Opponents, however, predicted that raising the minimum wage will cause workers to have their hours cut or lose their jobs entirely.
Sen. Stephen Hershey, an Eastern Shore Republican, said a better way to increase workers’ income is to reduce the taxes that eat away at their pay.
“We should find ways to lower taxes and make the cost of living cheaper, rather than rely on businesses to increase wages,” he said.
Hogan, a Republican, has said that it’s unsustainable to increase the minimum wage to $15, noting that nearby states have lower minimum wages. Virginia, for example, follows the federal minimum wage of $7.25 per hour. Raising Maryland’s minimum wage to $15 would “harm our state’s economy,” he said.
The governor had floated his own proposal of increasing the minimum wage from $10.10 per hour to $12.10 per hour over two years. Under the proposal, further increases would happen only if surrounding states also increased their wage.
If, as expected, General Assembly leaders quickly send the legislation to Hogan, the governor will have six days, excluding Sundays, to sign or veto the bill. That allows legislators time to override a veto before the 90-day session ends on April 8.
Bills passed in the final days of a General Assembly session can be vetoed after it ends, which can prevent legislation from becoming law until an override vote is held the next year.
Ricarra Jones of the SEIU union and the “Fight for $15” coalition said she hopes Hogan “does not turn his back on the working class and signs this bill.”

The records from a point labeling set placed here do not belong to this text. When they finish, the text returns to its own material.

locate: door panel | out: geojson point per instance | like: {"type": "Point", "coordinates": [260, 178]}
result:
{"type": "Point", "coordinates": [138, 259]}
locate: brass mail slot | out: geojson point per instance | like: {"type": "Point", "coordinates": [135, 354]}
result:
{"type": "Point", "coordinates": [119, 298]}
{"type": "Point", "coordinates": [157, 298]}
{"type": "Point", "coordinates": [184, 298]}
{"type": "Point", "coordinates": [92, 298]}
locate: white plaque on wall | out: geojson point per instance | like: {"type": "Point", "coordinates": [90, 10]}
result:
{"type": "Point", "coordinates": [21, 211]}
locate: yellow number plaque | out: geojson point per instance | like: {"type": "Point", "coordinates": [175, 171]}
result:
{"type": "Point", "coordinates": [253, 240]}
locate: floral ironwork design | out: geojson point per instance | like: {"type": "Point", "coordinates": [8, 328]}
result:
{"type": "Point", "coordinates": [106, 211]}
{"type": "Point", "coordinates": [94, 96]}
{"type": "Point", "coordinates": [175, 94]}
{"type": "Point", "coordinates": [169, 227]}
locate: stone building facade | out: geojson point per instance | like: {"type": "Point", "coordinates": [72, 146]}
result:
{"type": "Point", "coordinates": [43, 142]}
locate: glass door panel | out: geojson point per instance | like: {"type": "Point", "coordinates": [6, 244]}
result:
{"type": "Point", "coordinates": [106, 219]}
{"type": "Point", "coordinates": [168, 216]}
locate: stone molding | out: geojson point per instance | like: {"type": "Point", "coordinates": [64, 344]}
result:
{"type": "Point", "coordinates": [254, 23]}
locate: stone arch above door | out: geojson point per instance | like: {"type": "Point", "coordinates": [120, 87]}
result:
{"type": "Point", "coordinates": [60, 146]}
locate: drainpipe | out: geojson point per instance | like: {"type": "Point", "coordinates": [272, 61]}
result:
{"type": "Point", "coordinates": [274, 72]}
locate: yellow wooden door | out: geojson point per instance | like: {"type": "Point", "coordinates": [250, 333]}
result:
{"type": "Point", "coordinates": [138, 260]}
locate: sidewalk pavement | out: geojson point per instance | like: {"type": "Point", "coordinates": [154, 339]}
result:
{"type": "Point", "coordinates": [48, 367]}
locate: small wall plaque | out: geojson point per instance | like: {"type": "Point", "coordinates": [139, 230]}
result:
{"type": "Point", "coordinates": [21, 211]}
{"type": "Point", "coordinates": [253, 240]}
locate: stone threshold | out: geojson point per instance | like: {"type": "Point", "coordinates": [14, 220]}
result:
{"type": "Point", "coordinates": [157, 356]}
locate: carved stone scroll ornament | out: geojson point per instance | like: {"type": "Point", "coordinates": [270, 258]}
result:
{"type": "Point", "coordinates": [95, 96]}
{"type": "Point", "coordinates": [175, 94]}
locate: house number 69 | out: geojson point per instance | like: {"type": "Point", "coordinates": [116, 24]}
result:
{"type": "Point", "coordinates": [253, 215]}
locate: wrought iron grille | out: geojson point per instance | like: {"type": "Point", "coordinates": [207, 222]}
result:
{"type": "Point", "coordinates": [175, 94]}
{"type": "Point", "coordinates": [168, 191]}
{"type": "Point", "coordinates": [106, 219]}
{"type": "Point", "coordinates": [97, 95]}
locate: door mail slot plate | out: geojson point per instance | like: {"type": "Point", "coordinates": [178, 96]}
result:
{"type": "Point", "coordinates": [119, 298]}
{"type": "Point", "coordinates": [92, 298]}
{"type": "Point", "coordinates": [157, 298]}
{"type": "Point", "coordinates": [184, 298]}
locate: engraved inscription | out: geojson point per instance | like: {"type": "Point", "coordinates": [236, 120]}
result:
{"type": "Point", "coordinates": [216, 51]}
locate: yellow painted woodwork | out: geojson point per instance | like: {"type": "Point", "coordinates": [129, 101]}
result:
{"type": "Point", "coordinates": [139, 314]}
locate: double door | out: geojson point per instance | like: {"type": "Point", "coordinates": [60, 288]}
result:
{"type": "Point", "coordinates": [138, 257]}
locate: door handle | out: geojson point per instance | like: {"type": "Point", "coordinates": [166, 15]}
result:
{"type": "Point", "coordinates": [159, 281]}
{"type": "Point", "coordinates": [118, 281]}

Hogan’s office has said only that the governor will “carefully review this legislation when it reaches his desk.”
The bill approved by the General Assembly requires companies that employ tipped workers, such as servers and bartenders, to provide those workers with an explanation of their wages. Tipped workers are allowed to be paid a base wage as little as $3.63 per hour, as long as their tips bring their total pay to at least the minimum wage.
There’s also an opportunity for a one-time pause in the law’s planned minimum wage increases if there are certain negative reports on the economy. The state Board of Public Works — composed of the governor, treasurer and comptroller — would have the authority to make that decision.
The bill did not include everything advocates pushed for. They wanted the wage to be increased to $15 by 2023, with future increases automatically tied to inflation. The revised bill also continues an exemption for agricultural workers and an allowance for lower wages to be paid to young workers.
“It’s not perfect, but we’ve got a victory,” said Larry Stafford, executive director of the advocacy group Progressive Maryland.
Most disappointing, Stafford said, was that tipped workers will see no progress under the bill.
Stafford said his group will circulate an online petition and encourage members to call the governor to urge him not to veto the bill, imperfect as it is.
“It would be a shame if the governor were to veto this,” he said. “I would think that he should be happy that hundreds of thousands of workers will get a raise.”
Business groups also were not happy with the bill.
“It is a 48 percent mandated increase that will significantly raise labor costs for our small employers and hurt the very employees that proponents say it will help,” said Mike O’Halloran, state director of the National Federation for Independent Business.